The SNP Government in Scotland introduced Minimum Price per Unit (MPU) for alcohol in the Alcohol (Minimum Pricing) (Scotland) Act 2012. A challenge to those provisions was brought by the Scotch Whisky Association and others in SWA and Others for Judicial Review of the Alcohol (Minimum Pricing) (Scotland) Act 2012 [2013] CSOH 70. This article examines the impact of the first phase of that legal challenge. The analysis is broadly in three parts: first, an analysis of the Commission Opinion on MPU which went on to have significance in the case itself; second, an analysis of the Outer House judgment itself; and, finally, a discussion of the policy choices which underlie some of the arguments advanced in the case and what they tell us about the balance between free movement and undistorted competition in the internal market.

I conclude that:

1) The ‘margin of appreciation’ afforded to MSs under Art 34TFEU is not usually given the attention it deserves. A MS should take time to carefully consider the rationale for their domestic measures and target them at a clear and defined problem. by doing so they can thereafter significantly narrow the frame of reference of any subsequent proportionality challenge.
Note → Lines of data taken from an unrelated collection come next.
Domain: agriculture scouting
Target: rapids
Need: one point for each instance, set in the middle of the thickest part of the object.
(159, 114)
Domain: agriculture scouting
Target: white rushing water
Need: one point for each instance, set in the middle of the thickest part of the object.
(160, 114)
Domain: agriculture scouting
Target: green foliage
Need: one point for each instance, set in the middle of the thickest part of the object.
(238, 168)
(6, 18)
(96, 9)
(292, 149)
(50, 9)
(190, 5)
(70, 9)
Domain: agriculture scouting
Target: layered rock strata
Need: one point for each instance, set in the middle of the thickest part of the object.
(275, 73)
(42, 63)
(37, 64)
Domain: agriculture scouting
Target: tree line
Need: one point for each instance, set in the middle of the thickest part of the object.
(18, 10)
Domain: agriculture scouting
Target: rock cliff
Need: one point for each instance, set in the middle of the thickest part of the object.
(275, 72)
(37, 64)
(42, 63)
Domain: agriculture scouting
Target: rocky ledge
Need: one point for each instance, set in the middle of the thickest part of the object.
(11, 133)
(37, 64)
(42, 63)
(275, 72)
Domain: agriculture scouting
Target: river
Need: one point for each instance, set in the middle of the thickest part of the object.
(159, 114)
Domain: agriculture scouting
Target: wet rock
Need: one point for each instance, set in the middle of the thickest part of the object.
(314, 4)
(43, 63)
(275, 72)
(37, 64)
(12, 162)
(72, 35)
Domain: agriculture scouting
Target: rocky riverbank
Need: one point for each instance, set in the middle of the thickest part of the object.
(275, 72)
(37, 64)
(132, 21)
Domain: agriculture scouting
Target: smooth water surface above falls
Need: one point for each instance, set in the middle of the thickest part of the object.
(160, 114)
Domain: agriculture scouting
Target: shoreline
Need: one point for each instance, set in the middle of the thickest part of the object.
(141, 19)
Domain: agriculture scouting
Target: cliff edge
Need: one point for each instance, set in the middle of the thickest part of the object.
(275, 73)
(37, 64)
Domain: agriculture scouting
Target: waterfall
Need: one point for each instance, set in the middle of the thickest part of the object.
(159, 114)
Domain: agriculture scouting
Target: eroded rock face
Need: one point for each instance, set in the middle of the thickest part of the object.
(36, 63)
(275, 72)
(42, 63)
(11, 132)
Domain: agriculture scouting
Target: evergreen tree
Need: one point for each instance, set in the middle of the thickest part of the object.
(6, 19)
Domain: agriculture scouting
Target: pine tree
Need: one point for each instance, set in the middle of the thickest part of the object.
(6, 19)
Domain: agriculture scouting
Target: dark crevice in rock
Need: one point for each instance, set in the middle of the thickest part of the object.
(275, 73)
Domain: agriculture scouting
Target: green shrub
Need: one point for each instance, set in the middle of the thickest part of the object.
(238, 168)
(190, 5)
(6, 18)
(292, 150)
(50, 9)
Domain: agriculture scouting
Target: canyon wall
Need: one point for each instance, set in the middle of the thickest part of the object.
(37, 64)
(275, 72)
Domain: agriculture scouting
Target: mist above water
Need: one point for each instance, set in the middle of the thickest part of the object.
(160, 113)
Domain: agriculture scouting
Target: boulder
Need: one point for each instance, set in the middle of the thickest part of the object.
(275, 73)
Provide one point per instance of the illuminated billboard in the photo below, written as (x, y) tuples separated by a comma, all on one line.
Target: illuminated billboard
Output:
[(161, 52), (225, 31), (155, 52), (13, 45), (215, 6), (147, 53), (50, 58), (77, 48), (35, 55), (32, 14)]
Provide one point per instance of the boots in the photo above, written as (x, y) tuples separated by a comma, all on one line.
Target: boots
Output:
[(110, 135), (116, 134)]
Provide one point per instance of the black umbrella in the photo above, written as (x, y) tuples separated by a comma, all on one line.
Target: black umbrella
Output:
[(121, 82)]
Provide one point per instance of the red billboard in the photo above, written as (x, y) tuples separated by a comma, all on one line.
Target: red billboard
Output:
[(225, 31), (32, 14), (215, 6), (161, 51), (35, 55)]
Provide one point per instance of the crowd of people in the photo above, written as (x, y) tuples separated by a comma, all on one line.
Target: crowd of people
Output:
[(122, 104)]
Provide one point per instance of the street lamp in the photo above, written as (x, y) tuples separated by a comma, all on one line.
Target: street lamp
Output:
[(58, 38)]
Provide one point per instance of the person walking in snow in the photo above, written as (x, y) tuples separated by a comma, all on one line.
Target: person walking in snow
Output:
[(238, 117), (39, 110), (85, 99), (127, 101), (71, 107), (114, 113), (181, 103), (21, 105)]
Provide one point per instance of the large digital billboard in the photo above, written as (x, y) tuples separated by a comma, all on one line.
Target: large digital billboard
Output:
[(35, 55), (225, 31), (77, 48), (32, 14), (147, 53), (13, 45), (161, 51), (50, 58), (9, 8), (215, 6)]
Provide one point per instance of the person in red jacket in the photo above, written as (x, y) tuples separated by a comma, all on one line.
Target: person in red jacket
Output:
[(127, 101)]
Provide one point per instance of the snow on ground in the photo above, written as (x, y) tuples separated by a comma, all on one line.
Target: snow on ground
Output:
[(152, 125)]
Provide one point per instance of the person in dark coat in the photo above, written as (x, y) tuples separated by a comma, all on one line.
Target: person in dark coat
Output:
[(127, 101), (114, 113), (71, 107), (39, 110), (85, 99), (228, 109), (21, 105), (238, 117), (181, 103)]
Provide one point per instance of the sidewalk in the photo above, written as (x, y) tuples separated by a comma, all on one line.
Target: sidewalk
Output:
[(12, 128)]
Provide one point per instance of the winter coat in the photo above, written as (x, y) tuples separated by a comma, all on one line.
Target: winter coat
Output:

2) In SWA we can see the Commission trying to use its special role under the Technical Standards Directive to influence the development of a domestic public health policy to protect retail price competition between domestic and imported products. This sees the co-option of an internal market process to protect competition; where the Commission would not have power to act directly against the MS on pure competition grounds. The attempt to introduce competition elements into free movement situations is a clear expansion of policy and a move away from the narrow focus in many Art 34 TFEU cases on non-discriminatory ‘market access’.

As ever, comments and suggestions about the paper are welcome!